One of the more reasonable use cases for modern “AI” (statistical pattern matching and generating machines) is to support doctors in diagnostics, especially in the evaluation of complex data sets / documents in order to determine potentially dangerous abnormalities.

It’s a problem tailor-made for neural networks (it’s actually one of the types of cases with that we got trained on them back when I was still studying in the beginning of the 2000s): You have large more or less clean and tagged sets of data of diagnosed x-rays and such that you can feed into your system to train a detector. Now since human beings are not really standardized/normalized the results are never 100%, one person’s abnormal is another person’s normal. But you can get decent results.

Results that “AI” hypesters often celebrate: Look AI’s not a hype, studies show that AI systems are better than X% of doctors at diagnosing Y!

I think that many people don’t fully understand the context though: What we see time and time again is that these systems are better than a significant percentage of doctors at diagnoses. Cool. But which doctors?

More often than not you will find that these systems are better than new or unexperienced doctors but worse than experienced specialists. Which isn’t surprising. It’s like with text: ChatGPT and others generate text that’s decent-ish and better than what first semester students would write but usually a lot worse than what experienced professionals create. AI is cheap and mediocre.

Now we could say that that’s a positive: We’ve basically shifted the baseline up. No longer do you need to hope that a new doctor diagnoses your condition correctly, you have the AI level as baseline and more complex cases get sent to the experts (how many cases would be found as complex when the mediocre machine has already diagnosed the case is another very good question).

But there is an issue (one that you can see coming from a mile if you’ve every heard one of my talks on “AI”): How do young, inexperienced doctors learn, if the machines diagnose all the routine cases? You learn diagnoses by diagnosing, by talking about them with your peers, especially more experienced peers. It’s great that we’ve potentially made the baseline better but how do we ensure that young physicians get enough time to practice their diagnostic skills? Because the super experienced people will die at some point. And experience does neither come cheap nor quick.

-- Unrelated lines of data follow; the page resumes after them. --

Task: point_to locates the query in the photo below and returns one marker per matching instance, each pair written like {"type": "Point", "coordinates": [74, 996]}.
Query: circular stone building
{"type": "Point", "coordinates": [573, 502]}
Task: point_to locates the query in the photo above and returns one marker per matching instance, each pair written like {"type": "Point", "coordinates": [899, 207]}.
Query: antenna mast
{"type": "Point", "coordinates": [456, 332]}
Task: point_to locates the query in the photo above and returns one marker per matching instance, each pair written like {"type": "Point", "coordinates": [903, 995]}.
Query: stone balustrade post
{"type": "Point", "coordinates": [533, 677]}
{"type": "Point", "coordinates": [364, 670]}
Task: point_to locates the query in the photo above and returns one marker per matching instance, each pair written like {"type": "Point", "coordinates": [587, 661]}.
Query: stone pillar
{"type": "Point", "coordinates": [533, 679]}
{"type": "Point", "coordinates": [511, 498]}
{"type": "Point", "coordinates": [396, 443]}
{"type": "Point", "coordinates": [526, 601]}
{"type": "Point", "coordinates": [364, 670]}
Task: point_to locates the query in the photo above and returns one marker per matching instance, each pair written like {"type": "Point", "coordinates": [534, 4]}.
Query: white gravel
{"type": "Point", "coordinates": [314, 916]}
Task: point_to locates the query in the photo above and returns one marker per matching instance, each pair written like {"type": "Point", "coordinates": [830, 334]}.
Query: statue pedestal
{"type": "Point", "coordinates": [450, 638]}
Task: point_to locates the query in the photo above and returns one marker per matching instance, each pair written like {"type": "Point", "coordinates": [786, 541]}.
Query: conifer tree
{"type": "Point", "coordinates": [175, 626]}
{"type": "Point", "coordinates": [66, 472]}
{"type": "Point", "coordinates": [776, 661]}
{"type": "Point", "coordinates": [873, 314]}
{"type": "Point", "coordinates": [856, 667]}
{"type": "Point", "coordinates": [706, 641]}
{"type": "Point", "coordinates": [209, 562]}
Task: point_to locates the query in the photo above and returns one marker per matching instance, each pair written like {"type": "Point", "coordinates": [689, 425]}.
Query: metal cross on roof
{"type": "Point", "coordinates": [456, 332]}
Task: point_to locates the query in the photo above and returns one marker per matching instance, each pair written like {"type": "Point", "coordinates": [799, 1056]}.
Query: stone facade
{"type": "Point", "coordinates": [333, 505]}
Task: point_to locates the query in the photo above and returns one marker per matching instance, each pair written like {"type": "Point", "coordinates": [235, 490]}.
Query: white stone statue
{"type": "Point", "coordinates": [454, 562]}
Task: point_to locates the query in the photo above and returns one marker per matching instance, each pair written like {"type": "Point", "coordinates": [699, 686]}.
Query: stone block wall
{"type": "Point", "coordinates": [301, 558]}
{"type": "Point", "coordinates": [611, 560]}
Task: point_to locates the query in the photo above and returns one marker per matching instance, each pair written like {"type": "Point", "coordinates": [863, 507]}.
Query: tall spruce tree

Especially in a world where the main promise of “AI” is efficiency and productivity do we really believe that the “time savings” will be put into training young people who can’t yet do the work? When it takes years to get them to where they need to be to catch the stuff that the AIs didn’t find? In a different system we might but in neoliberal capitalism? In austerity?

It’s great that we look at reasonable use cases for statistics, especially in critical and highly complex domains like medicine. But the studies presenting successes need to be read and understood correctly and fully.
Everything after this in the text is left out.